A critical next step in understanding the relationship between parasite infection and antibody production is to examine how these factors affect fitness. The only fitness data available for the effects of pox on Darwin's finches underscore the need for a detailed study of survival in relation to antibody response. Observations of G. fortis on Daphne Major in 2009 found that 11 out of 14 birds with pox symptoms in 2008 survived to the next year, compared with 12 out of 19 birds without pox symptoms (Fisher's exact test: two-tailed p = 0.46). These data suggest pox might not have the same impact on Darwin's finches as it does on Galápagos Mocking birds , , , . However, long-term fitness effects estimated in relation to short-term measures of prevalence are inadequate for several reasons. First, we do not know the severity of pox infection for individuals in our study. We only know that some birds on Daphne Major were exposed, whereas birds at El Garrapatero were not exposed over the course of our study. Variation in the intensity of exposure is likely related to survival. Second, we do not know if birds that were unexposed to pox at the time of sampling continued to be parasite-free. Finally, survival may be confounded by sex, age, condition, and breeding status, among other variables. For example, males and females might have different physiological responses to these diseases or the costs of breeding might be greater in one sex than the other. For example, some evidence suggests that males with prior pox exposure might have decreased pairing success . We emphasize the need for future studies that control for these factors and that experimentally test for the impact of parasite load and antibody production on fitness. For example, survival data for birds with controlled exposure to pox can be compared between individuals with low versus high levels of anti-pox antibodies; these data would allow us to test the extent to which antibody production might be protective. Conversely, survival data for birds that are known to be free of active pox infection can be compared between individuals with anti-pox antibodies and those without anti-pox antibodies; these data would allow us to test whether antibody production might be costly. Studies such as these should be a major focus of future research, for both pox and Philornis.

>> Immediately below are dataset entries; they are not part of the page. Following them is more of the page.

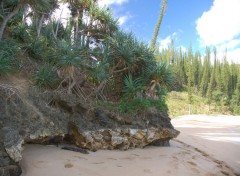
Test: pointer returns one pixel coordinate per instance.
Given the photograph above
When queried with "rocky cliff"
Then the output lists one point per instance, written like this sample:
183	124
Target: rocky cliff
55	117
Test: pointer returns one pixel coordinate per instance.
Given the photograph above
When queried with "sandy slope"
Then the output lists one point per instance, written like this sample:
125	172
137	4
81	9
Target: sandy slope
207	146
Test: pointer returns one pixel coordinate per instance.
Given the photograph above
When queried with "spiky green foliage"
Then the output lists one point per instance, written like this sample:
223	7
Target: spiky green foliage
132	86
8	52
46	76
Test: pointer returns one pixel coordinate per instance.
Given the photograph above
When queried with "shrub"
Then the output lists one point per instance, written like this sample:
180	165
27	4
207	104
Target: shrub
8	51
46	76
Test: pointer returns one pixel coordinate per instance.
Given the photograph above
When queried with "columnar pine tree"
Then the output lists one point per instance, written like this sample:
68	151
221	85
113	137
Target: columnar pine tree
157	27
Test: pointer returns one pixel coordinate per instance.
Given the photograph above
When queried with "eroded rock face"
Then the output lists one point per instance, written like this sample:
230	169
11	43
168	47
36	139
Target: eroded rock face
122	139
33	119
8	167
13	143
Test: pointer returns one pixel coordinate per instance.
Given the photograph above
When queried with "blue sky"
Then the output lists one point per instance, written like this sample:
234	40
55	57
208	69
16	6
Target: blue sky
200	23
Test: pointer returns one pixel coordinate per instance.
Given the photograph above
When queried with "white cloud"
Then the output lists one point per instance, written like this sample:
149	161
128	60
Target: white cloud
62	13
123	19
220	27
220	24
164	43
103	3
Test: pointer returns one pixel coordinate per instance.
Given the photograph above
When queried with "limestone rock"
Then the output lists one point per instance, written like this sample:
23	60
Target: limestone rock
13	143
122	139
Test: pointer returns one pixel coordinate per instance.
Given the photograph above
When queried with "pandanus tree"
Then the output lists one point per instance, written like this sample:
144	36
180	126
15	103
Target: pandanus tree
10	8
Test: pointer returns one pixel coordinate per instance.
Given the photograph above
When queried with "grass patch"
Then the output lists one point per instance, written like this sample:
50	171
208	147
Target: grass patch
177	103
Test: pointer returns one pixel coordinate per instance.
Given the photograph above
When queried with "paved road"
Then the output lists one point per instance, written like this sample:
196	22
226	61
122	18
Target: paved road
218	136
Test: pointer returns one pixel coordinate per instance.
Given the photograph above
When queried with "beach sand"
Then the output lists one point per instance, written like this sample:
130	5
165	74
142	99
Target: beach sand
207	146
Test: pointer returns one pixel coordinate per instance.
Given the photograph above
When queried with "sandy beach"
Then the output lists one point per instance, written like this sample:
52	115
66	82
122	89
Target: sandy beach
207	146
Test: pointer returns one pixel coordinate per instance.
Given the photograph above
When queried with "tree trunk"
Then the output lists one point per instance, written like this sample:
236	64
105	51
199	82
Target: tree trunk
10	15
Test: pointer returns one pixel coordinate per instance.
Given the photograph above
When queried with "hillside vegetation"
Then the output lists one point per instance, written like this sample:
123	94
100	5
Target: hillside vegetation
102	65
178	105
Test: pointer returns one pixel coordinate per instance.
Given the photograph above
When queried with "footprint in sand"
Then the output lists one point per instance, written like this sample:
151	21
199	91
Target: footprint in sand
192	163
128	158
147	170
112	158
98	162
80	157
38	164
68	165
146	157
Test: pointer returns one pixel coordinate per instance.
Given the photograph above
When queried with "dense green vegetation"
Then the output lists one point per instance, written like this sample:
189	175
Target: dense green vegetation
89	56
217	82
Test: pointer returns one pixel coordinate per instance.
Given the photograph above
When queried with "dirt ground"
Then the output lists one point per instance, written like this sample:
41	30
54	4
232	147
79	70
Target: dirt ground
207	146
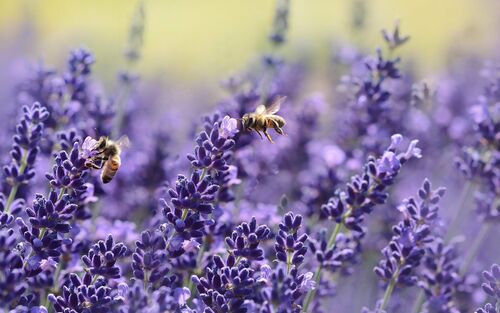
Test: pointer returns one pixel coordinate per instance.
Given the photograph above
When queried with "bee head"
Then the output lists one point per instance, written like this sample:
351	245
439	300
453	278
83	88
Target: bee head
247	121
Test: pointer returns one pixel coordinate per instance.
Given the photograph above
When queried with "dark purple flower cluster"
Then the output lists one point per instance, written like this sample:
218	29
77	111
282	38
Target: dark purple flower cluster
412	236
24	152
481	162
291	226
492	288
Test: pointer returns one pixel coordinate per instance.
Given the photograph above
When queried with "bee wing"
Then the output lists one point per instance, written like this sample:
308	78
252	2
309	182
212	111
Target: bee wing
275	107
123	142
261	109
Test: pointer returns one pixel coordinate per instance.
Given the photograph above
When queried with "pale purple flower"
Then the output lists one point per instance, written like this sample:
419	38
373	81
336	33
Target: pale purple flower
181	295
388	163
308	282
89	147
233	176
228	127
413	150
479	112
265	272
396	140
333	155
48	264
191	245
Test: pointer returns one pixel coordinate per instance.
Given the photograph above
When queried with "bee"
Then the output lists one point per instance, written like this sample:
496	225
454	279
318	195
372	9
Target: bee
264	118
106	156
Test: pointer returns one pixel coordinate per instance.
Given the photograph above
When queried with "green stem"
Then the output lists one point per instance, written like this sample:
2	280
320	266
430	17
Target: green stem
120	111
474	248
203	173
460	206
15	187
417	307
462	201
317	275
288	262
61	193
199	259
389	289
238	259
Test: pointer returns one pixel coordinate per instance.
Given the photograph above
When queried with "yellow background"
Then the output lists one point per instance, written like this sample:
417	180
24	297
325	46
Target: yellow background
205	39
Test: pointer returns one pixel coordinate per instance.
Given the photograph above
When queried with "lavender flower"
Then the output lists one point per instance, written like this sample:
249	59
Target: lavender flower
492	288
245	239
101	259
405	251
24	152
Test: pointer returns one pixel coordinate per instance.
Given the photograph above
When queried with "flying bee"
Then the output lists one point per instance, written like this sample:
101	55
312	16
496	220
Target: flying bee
106	156
264	118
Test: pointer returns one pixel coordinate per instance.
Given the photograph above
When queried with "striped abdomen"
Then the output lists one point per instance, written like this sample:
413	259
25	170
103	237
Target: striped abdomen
110	168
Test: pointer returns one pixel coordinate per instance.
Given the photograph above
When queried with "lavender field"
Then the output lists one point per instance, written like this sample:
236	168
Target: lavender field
367	182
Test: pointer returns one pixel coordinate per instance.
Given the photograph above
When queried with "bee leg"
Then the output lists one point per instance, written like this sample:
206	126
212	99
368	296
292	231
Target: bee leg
260	134
279	131
93	165
277	128
267	135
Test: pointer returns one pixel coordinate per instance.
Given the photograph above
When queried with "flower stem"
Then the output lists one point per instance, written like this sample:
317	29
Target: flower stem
389	289
317	275
419	302
15	187
474	249
461	204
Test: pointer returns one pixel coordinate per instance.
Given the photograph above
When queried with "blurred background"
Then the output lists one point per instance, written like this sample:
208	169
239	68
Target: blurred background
188	47
201	42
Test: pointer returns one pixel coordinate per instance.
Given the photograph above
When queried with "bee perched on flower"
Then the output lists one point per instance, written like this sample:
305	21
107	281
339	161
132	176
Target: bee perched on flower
104	154
264	118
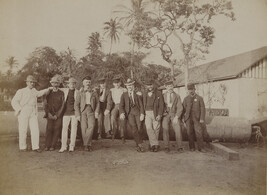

In summary, the assays presented here are valuable tools for exploring the ecological immunology of Darwin's finches, and in helping to determine the epidemiology of two critically important diseases threatening avifauna in the Galápagos archipelago. Broadly, we expect this approach can be applied to other research systems as well, which will strengthen studies that have typically relied on non-specific measures of immune function .
All procedures were approved by the University of Utah Institutional Animal Care and Use Committee (protocol #07-08004).
We studied birds at two sites in the Galápagos Islands: El Garrapaterro, Isla Santa Cruz, and Isla Daphne Major. Birds were sampled at El Garrapaterro from January–April 2008 and at Daphne Major on March 11, 2008. They were captured using mist nests, or Potter's traps, and each bird was individually marked with a combination of one aluminum ring and three darvic color bands. We noted whether birds had active pox lesions, or evidence of prior pox infection (e.g., missing digits). We then collected a small volume of blood by piercing the ulnar vein with a 27-gauge needle. Approximately 50 µl of blood was collected with a capillary tube and expelled into centrifuge tubes. Centrifuge tubes were stored on ice in the field (approximately 6 hours), then transported to the laboratory where they were centrifuged. The serum was then pipetted off the top and stored at −80°C.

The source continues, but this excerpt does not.